Sonnenenergie durch chemischen Prozess in Treibstoff umwandeln


Die Sonne ist eine saubere und unerschöpfliche Energiequelle. Sie hat das Potenzial, die Herausforderungen einer zukünftigen Energieversorgung nachhaltig zu lösen. Allerdings gibt es dabei noch ein großes Problem: Die Sonne scheint nicht immer und ihre Energie lässt sich schwer speichern. Forscher am Paul Scherrer Institut PSI und an der ETH Zürich haben nun erstmals einen chemischen Prozess vorgestellt, in dem die Wärmeenergie der Sonne genutzt werden kann, um aus Kohlendioxid und Wasser direkt hochenergetische Treibstoffe herzustellen. Hierfür haben sie eine neue Materialkombination aus Ceroxid und Rhodium entwickelt. Damit ebnen sie den Weg für eine chemische Speicherung der Sonnenwärme.
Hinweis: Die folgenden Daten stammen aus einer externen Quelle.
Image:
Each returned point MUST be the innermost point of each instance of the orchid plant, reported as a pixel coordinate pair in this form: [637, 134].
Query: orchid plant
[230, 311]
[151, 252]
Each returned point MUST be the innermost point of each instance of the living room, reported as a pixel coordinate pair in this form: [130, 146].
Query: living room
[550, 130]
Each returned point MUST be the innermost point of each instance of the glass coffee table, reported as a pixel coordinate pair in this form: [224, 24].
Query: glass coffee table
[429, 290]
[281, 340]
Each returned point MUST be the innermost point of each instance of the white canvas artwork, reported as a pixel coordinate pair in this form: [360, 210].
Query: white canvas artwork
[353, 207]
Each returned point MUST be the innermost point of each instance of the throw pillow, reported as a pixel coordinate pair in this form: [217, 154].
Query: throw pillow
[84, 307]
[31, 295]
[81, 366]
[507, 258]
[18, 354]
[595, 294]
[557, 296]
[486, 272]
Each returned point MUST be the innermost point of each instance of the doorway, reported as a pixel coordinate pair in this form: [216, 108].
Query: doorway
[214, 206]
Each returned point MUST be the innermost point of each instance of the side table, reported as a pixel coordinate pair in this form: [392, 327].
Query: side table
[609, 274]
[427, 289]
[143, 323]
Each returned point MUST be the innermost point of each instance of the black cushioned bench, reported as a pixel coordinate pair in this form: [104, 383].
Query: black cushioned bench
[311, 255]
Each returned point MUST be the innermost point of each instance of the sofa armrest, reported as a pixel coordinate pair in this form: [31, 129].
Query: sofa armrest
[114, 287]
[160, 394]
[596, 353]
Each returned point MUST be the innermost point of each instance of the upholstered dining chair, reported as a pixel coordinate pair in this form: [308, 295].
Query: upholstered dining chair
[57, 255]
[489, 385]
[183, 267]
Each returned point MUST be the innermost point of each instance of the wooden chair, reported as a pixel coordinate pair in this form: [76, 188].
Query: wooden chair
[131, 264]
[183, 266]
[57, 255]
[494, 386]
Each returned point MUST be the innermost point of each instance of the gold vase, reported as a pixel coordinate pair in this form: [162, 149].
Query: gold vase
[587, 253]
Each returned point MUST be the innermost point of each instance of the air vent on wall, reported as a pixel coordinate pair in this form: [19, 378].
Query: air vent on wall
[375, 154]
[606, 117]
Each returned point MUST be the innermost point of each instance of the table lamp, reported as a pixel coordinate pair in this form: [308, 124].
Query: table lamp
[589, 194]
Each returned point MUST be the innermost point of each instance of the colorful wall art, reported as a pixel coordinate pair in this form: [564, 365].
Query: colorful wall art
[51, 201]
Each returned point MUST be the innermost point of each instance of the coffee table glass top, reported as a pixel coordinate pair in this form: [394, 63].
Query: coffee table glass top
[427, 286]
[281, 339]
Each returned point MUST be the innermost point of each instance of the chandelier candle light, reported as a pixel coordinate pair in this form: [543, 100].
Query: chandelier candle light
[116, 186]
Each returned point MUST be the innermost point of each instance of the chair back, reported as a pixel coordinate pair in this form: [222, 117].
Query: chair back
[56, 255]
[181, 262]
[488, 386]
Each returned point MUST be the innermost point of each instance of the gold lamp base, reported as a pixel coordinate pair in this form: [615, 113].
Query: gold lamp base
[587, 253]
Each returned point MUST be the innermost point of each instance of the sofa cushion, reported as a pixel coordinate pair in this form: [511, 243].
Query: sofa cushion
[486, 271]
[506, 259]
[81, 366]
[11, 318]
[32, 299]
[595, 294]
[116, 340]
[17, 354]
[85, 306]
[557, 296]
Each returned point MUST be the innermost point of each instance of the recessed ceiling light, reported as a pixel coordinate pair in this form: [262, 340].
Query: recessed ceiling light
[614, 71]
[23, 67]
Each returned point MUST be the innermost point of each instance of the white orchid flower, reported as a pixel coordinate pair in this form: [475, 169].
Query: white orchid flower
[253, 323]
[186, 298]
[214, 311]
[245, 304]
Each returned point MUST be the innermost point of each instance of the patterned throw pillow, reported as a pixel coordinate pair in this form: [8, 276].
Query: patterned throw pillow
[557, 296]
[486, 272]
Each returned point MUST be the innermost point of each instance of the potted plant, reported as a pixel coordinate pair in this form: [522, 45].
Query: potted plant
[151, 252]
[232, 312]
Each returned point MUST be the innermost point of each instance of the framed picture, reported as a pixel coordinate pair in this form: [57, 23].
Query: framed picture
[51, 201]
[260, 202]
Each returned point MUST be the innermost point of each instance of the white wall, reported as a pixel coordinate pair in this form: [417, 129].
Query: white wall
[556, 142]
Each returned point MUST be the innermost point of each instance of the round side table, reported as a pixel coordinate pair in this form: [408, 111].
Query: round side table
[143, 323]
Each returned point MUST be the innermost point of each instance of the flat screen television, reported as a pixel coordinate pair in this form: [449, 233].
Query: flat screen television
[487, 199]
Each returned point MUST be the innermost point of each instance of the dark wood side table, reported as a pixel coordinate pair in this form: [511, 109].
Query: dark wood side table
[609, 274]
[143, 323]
Die Energie der Sonne wird schon heute in verschiedenen Formen genutzt: Während Photovoltaik-Zellen das Licht der Sonne in elektrischen Strom umwandeln, nutzen solarthermische Anlagen die enorme Wärmeenergie der Sonnenstrahlen, um beispielsweise eine Flüssigkeit zu erhitzen. In großem Maßstab wird dieser zweite Ansatz in Solarkraftwerken umgesetzt: Hier fokussieren tausende von Spiegeln die Sonnenstrahlen auf einen Wärmeabsorber, in dem entweder direkt oder über einen Wärmetauscher bei mehr als 500 Grad Celsius Dampf erzeugt wird. Über Turbinen wird so Wärmeenergie in elektrischen Strom umgewandelt.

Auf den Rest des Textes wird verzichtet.